蘇我紬の言葉に影山海人は楽しそうに笑い、「やはり紬は言葉が上手いね!私はまだひ孫を抱くのを待っているんだからね!」
皆が笑い、蘇我紬の頬は赤く染まった。お爺様の様子を見ていると、江口お爺様のことを思い出した。
もし江口お爺様も自分のお爺様のようであれば、あれほど多くのことを心配する必要はなかったかもしれない。

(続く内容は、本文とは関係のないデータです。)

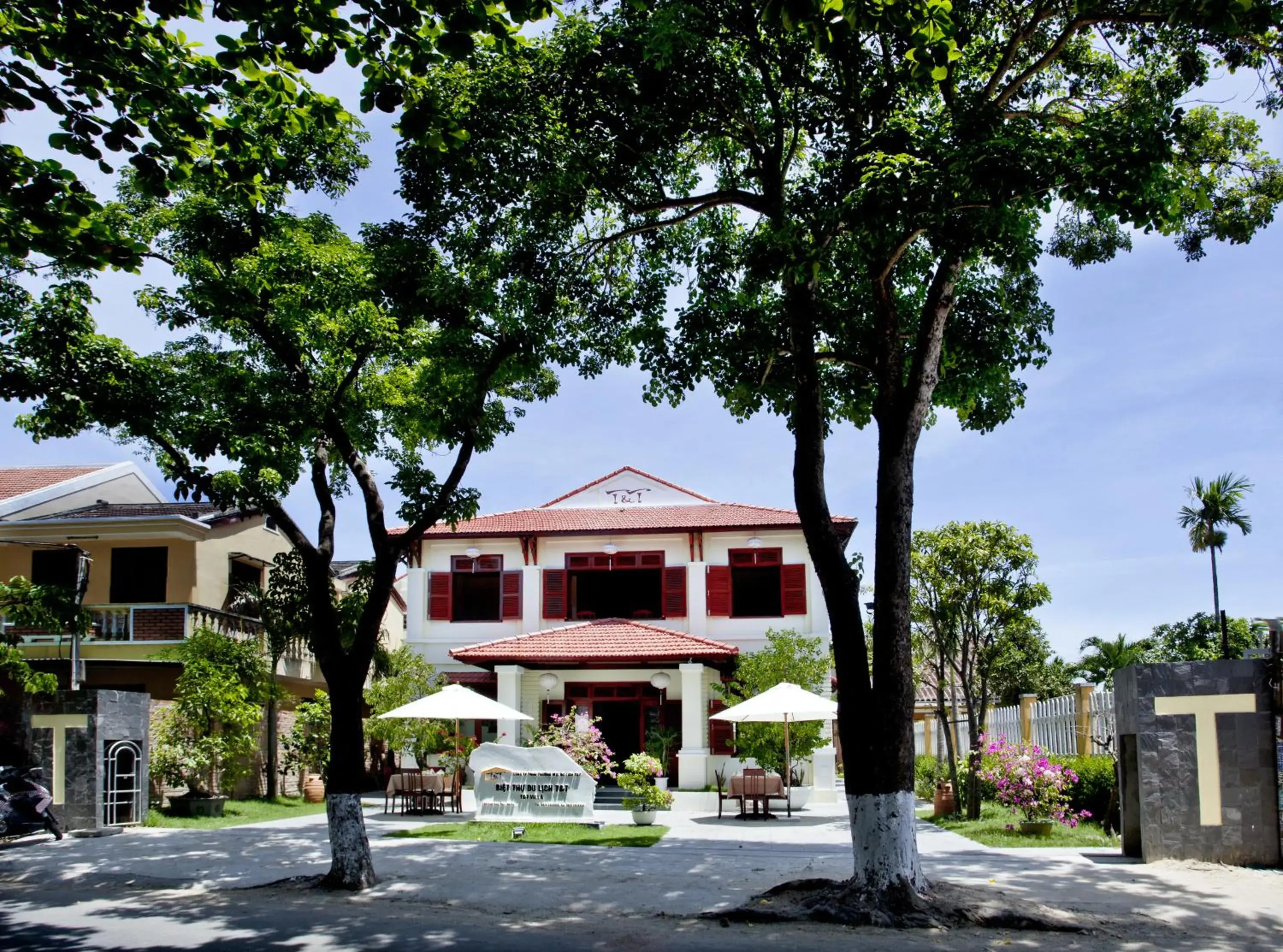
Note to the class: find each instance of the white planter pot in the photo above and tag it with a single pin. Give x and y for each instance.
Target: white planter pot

影山瑛志は最近起きた出来事を影山海人に話し、江口天真が危篤状態だと聞いた時、影山海人の表情に悲しみが浮かんだ。「昔はよく一緒に集まったものだが、今となっては世の中何が起こるか分からないものだな!」
江口天真の命が危機に瀕し、再び意識を失ったのは一ヶ月後のことだった。執事が直ちに救急車を呼び病院に搬送し、江口希美はそれを知るや否や必死に病院へ向かい、途中ずっと焦りながら今すぐにでも父の元へ飛んでいきたい思いだった。
近藤昭陽は車を運転しながら、心中穏やかではなかった。